Auburn 61, IPFW 50: In a two-man show, Auburn’s Frankie Sullivan was outscored by IPFW’s Frank Gaines but Sullivan scored when it mattered most including a put-back dunk with 1:24 to go which capped an 18-4 run.

Sullivan scored 26 points, one shy of his career high, and had four rebounds, Allen Payne had 12 points and Rob Chubb had 10 points and a career high 15 rebounds as Auburn came from behind to defeat IPFW on Friday night at Auburn Arena.

“I’d rather play great defense than outscore anybody,” Sullivan said. “I don’t like getting into scoring matches with anybody because it’s not an individual game it’s a team game.
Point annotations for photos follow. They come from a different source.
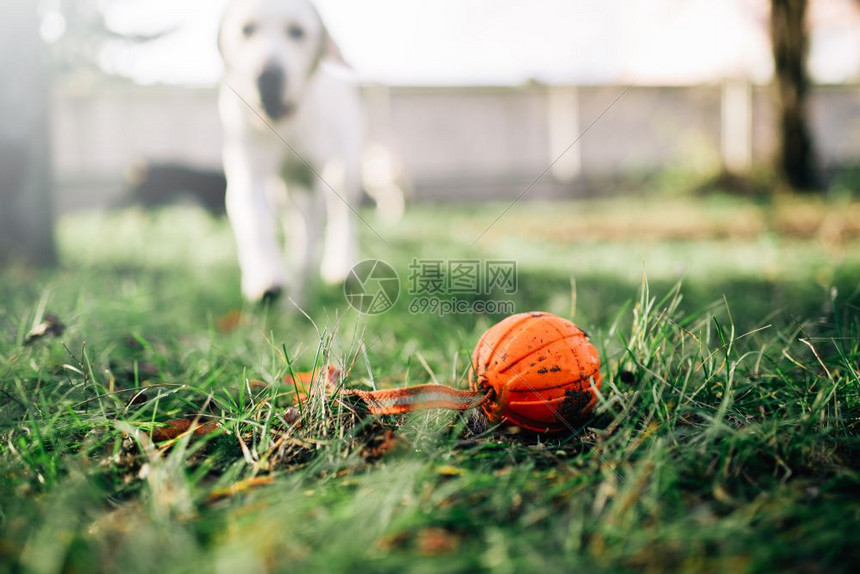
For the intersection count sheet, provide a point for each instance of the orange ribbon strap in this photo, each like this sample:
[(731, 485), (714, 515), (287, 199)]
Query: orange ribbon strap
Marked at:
[(420, 397)]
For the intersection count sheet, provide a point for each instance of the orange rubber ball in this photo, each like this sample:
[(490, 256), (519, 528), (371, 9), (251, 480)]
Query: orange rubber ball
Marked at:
[(543, 371)]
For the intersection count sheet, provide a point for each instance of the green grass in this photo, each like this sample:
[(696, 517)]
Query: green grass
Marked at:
[(725, 438)]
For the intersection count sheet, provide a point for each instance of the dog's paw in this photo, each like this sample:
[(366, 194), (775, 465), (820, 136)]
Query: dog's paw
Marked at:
[(262, 290), (334, 270)]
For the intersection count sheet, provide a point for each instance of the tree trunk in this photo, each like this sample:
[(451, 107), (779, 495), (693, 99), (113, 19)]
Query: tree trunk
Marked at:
[(26, 207), (796, 159)]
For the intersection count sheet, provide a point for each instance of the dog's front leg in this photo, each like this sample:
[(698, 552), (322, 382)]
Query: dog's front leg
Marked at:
[(340, 253), (253, 221)]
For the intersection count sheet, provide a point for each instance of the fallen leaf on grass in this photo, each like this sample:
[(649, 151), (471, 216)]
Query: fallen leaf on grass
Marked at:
[(50, 325), (447, 470), (229, 322), (174, 428), (240, 486), (436, 541), (302, 382)]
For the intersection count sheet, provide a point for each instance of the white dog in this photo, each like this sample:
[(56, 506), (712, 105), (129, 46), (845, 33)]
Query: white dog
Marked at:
[(292, 146)]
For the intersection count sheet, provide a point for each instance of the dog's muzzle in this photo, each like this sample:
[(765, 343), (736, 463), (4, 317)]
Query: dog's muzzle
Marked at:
[(270, 84)]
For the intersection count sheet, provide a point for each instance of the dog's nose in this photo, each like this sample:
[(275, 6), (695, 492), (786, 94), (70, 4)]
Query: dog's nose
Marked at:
[(270, 84)]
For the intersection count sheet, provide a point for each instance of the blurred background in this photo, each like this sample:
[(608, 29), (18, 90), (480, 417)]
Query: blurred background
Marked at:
[(466, 99)]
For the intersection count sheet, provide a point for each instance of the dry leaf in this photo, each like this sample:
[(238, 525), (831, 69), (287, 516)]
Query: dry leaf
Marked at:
[(174, 428), (229, 322), (241, 486), (50, 325), (436, 541), (446, 470), (302, 382)]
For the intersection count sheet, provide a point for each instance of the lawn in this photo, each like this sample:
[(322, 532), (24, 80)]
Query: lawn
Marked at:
[(725, 437)]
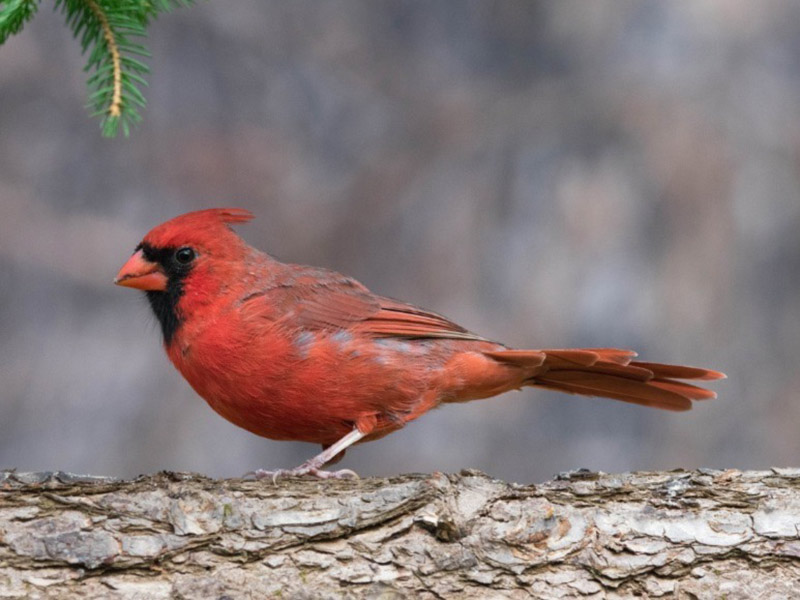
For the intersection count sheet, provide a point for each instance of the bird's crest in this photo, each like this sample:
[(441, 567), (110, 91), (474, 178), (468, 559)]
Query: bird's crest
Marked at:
[(203, 225)]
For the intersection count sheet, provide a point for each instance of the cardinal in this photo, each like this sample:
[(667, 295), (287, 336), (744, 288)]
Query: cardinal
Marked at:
[(292, 352)]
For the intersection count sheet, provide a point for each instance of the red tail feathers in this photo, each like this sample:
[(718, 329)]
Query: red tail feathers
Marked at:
[(611, 373)]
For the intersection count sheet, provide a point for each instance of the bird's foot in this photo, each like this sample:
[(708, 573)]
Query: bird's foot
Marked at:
[(300, 471)]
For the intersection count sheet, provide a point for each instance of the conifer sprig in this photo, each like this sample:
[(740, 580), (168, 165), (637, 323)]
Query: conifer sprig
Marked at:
[(111, 33)]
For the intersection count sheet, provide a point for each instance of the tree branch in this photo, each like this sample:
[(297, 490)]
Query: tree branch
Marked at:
[(698, 534)]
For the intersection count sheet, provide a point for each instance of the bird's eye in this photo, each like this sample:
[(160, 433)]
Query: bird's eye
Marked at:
[(184, 256)]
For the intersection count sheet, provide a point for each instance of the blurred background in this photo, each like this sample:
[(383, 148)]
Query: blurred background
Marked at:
[(548, 174)]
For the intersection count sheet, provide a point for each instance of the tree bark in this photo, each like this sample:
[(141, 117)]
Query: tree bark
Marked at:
[(684, 534)]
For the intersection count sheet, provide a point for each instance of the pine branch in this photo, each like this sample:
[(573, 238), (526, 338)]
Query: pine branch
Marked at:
[(14, 14), (110, 32)]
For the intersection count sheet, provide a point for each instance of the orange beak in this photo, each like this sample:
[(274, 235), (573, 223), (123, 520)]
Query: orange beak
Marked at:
[(141, 274)]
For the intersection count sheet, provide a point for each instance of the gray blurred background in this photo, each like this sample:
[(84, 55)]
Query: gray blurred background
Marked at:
[(548, 174)]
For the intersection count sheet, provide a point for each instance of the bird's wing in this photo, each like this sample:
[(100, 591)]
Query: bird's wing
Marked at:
[(317, 299)]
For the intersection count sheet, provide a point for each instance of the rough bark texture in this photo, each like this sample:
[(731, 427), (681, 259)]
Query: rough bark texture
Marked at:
[(698, 534)]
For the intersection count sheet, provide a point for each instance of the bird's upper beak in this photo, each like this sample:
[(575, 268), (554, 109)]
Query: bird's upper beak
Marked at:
[(141, 274)]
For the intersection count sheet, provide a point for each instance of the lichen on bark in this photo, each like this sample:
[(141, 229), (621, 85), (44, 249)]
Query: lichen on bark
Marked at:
[(685, 534)]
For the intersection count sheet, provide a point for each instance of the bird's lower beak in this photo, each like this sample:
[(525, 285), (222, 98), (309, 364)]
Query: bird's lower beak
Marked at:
[(141, 274)]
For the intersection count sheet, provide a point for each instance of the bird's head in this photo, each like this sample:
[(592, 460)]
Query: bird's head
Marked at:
[(187, 251)]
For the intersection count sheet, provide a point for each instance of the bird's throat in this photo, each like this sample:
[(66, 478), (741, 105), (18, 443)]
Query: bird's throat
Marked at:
[(165, 307)]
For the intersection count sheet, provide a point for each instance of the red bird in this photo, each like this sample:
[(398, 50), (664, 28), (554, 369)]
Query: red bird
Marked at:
[(291, 352)]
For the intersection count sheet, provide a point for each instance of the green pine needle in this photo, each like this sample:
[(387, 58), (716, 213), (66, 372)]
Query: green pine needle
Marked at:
[(14, 14), (110, 31)]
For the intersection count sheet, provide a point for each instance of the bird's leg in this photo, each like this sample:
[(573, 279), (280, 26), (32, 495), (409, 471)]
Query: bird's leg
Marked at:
[(313, 466)]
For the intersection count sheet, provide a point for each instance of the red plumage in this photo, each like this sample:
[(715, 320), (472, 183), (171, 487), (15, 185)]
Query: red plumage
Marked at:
[(291, 352)]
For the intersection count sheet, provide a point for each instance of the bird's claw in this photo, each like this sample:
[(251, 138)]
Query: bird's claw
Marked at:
[(300, 471)]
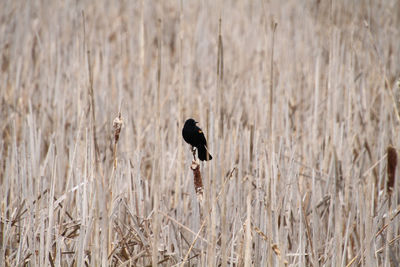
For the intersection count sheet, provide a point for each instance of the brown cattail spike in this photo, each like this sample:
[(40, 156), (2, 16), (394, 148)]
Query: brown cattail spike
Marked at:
[(391, 168), (117, 126), (198, 182)]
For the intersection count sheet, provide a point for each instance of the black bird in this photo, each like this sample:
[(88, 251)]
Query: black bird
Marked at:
[(194, 136)]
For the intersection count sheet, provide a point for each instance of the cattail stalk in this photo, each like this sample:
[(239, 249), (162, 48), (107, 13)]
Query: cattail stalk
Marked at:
[(117, 125), (197, 180), (391, 169)]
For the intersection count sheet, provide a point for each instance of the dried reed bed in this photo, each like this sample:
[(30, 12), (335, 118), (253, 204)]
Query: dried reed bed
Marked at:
[(307, 186)]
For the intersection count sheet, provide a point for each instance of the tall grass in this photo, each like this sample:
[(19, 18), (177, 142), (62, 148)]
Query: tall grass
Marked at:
[(298, 116)]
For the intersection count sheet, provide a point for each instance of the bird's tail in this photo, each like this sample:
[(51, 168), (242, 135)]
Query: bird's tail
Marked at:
[(203, 153)]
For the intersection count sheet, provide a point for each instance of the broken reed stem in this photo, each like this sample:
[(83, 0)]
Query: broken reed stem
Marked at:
[(391, 169), (90, 89), (274, 247), (205, 221), (220, 77), (271, 82), (117, 125)]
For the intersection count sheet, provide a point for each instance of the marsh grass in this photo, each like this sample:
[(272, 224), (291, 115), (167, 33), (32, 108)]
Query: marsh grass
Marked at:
[(298, 118)]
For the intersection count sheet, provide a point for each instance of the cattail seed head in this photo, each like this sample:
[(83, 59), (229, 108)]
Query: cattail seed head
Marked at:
[(117, 126)]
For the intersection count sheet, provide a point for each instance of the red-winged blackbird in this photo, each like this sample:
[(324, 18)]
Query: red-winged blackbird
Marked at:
[(194, 136)]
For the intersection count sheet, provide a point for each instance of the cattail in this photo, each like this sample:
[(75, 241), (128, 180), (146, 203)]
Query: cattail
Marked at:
[(391, 168), (198, 182), (117, 125)]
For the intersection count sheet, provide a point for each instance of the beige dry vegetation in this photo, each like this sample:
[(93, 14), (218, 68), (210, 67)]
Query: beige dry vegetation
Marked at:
[(303, 187)]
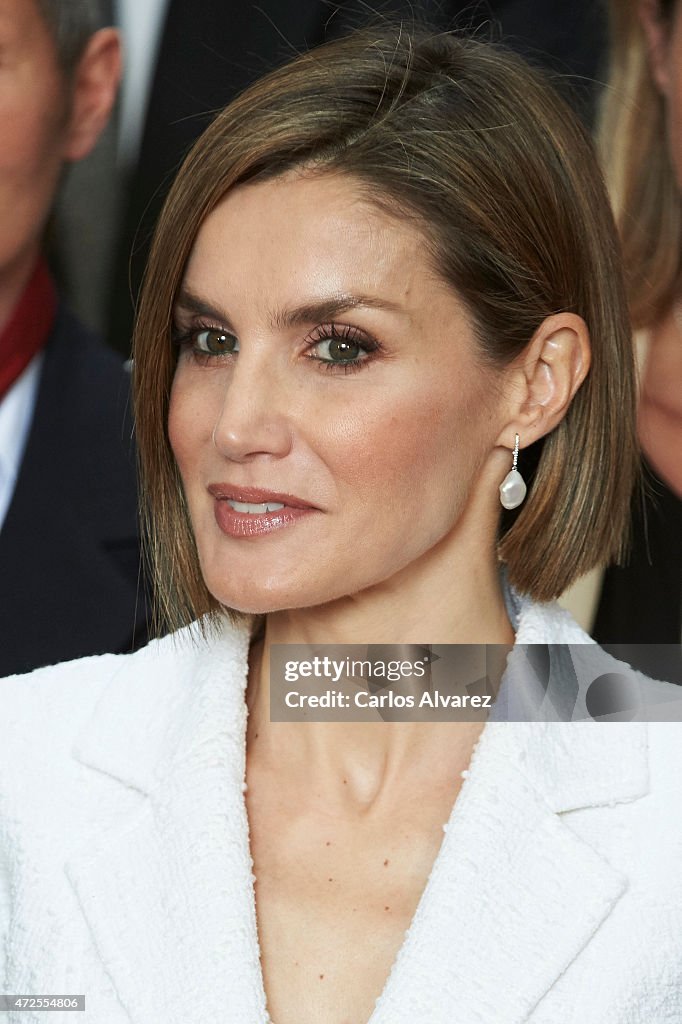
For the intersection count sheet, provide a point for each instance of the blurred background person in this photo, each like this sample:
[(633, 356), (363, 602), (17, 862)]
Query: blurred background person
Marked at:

I really don’t like taking shots like that but it was at the point where we just had to.”

Auburn trailed 42-37 with 11:01 to go when Sullivan took over, scoring nine of the Tigers’ next 18 points and slammed in a missed layup by Allen Payne with 1:24 to go which brought the crowd of 6,391 to its feet.

“It felt great,” said Sullivan, who had knee surgery two years ago.

“I don’t think I did that since 12th grade. It was a long time ago. Me doing that was a great thing for me and it just got the crowd pumping. I think that was a great turning point in the game not only for me but for my teammates.”

Gaines scored a career high 32 points for IPFW and became the first opposing player to score 30-plus against the Tigers since Ole Miss’ Dundrecous Nelson scored 30 on March 2, 2011.

Gaines, a senior, shot 10-of-18 from the field including 3-for-8 from 3-point range and added nine free throws.

“I was on point on offense,” Gaines said. Auburn predominantly played zone in the second half and held IPFW to just 23.1 percent shooting after the break and 28.8 percent for the game.

“The zone has been good for us,” Auburn coach Tony Barbee said. “The guys understand how much I despise playing zone but until we can guard that basketball, do a better job of communicating and anticipating instead of reacting on the man-to-man, we’re going to have to go to that zone and go back-and-forth.”

The IPFW offense was inept aside from Gaines as the rest of the Mastodons shot a dreadful 5-for-34 from the floor. IPFW led by as much as 24-15 with 3:21 to go in the first half as Auburn had a very poor shooting performance. “Offensively, we struggled in the last four minutes with their zone,” IPFW coach Tony Jasick said.